BERTopic offers one way of getting a better understanding of the topics in this dataset. In this case, we train a model on the English assistant responses part of the datasets. Resulting in a topic model with 75 topics.
BERTopic gives us various ways of visualizing a dataset. We can see the top 8 topics and their associated words below. We can see that the second most frequent topic consists mainly of ‘response words’, which we often see frequently from chat models, i.e. responses which aim to be ‘polite’ and ‘helpful’. We can also see a large number of topics related to programming or computing topics as well as physics, recipes and pets.
databricks/databricks-dolly-15k is another dataset that can be used to train an RLHF model. The approach taken to creating this dataset was quite different from the OpenAssistant Conversations dataset since it was created by employees of Databricks instead of being crowd sourced via volunteers. Perhaps we can use our trained BERTopic model to compare the topics across these two datasets?
The new BERTopic Hub integrations mean we can load this trained model and apply it to new examples.
topic_model = BERTopic.load("davanstrien/chat_topics")We can predict on a single example text:
example = "Stalemate is a drawn position. It doesn't matter who has captured more pieces or is in a winning position"
topic, prob = topic_model.transform(example)We can get more information about the predicted topic
topic_model.get_topic_info(topic)Count
Name
Representation
0
240
22_chess_chessboard_practice_strategy
['chess', 'chessboard', 'practice', 'strategy', 'learn', 'pawn', 'board', 'pawns', 'play', 'decks']
We can see here the topics predicted seem to make sense. We may want to extend this to compare the topics predicted for the whole dataset.
from datasets import load_dataset
dataset = load_dataset("databricks/databricks-dolly-15k")
dolly_docs = dataset['train']['response']
dolly_topics, dolly_probs = topic_model.transform(dolly_docs)We can then compare the distribution of topics across both datasets. We can see here that there seems to be a broader distribution across topics in the dolly dataset according to our BERTopic model. This might be a result of the different approaches to creating both datasets (we likely want to retrain a BERTopic across both datasets to ensure we are not missing topics to confirm this).
Comparison of the distribution of topics between the two datasets
We can potentially use topic models in a production setting to monitor whether topics drift to far from an expected distribution.
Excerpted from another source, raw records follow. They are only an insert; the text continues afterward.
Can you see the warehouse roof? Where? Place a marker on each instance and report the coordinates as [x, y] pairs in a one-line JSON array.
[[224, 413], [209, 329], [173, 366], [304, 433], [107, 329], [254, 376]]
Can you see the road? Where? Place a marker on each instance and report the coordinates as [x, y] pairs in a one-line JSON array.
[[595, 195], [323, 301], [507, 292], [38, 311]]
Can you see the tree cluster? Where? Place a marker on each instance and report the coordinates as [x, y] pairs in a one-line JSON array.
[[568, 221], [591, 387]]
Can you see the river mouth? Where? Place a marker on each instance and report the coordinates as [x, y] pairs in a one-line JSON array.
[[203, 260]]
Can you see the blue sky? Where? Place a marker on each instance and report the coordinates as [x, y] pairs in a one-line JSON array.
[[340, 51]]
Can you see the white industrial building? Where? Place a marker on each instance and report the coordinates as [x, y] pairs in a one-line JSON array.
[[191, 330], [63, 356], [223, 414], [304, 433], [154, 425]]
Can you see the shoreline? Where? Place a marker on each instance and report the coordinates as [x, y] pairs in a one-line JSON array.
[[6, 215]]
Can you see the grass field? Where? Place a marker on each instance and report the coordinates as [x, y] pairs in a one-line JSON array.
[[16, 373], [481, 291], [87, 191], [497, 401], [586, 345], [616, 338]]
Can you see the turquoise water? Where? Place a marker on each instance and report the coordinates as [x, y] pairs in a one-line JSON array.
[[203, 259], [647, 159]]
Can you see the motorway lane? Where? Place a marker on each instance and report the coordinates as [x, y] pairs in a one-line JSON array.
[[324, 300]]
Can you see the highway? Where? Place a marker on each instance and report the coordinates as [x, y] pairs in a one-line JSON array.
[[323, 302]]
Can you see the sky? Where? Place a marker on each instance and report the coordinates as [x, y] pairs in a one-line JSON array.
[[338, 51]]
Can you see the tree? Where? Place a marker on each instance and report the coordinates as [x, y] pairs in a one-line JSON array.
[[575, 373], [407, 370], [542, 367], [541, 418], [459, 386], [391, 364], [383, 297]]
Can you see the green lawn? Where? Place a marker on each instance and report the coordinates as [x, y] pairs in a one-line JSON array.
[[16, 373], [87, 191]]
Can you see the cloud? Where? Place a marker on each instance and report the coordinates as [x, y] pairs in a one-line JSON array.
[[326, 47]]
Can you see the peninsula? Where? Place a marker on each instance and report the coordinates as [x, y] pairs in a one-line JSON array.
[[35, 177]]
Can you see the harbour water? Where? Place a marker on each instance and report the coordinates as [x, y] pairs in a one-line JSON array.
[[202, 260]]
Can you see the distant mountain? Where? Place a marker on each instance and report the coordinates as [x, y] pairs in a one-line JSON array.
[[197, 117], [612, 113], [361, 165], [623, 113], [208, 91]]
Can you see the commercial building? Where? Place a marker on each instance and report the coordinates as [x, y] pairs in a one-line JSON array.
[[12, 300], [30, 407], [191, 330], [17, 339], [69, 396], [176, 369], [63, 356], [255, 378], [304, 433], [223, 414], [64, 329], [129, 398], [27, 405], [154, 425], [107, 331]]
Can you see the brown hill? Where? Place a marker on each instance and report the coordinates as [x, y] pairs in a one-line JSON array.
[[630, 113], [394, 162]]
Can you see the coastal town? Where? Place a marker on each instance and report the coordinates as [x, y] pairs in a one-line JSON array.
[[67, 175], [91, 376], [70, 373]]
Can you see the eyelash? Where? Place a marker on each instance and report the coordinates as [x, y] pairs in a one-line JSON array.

This can serve as a signal that there has been drift between your original training data and the types of conversations you are seeing in production. You may also decide to use a topic modelling as you are collecting training data to ensure you are getting examples for topics you may particularly care about.
You can visit the official documentation for a quick start guide to get help using BERTopic.
You can find a starter Colab notebook here that shows how you can train a BERTopic model and push it to the Hub.
Some examples of BERTopic models already on the hub:
MaartenGr/BERTopic_ArXiv: a model trained on ~30000 ArXiv Computation and Language articles (cs.CL) after 1991.
MaartenGr/BERTopic_Wikipedia: a model trained on 1000000 English Wikipedia pages.
davanstrien/imdb_bertopic: a model trained on the unsupervised split of the IMDB dataset
You can find a full overview of BERTopic models on the hub using the libraries filter
We invite you to explore the possibilities of this new integration and share your trained models on the hub!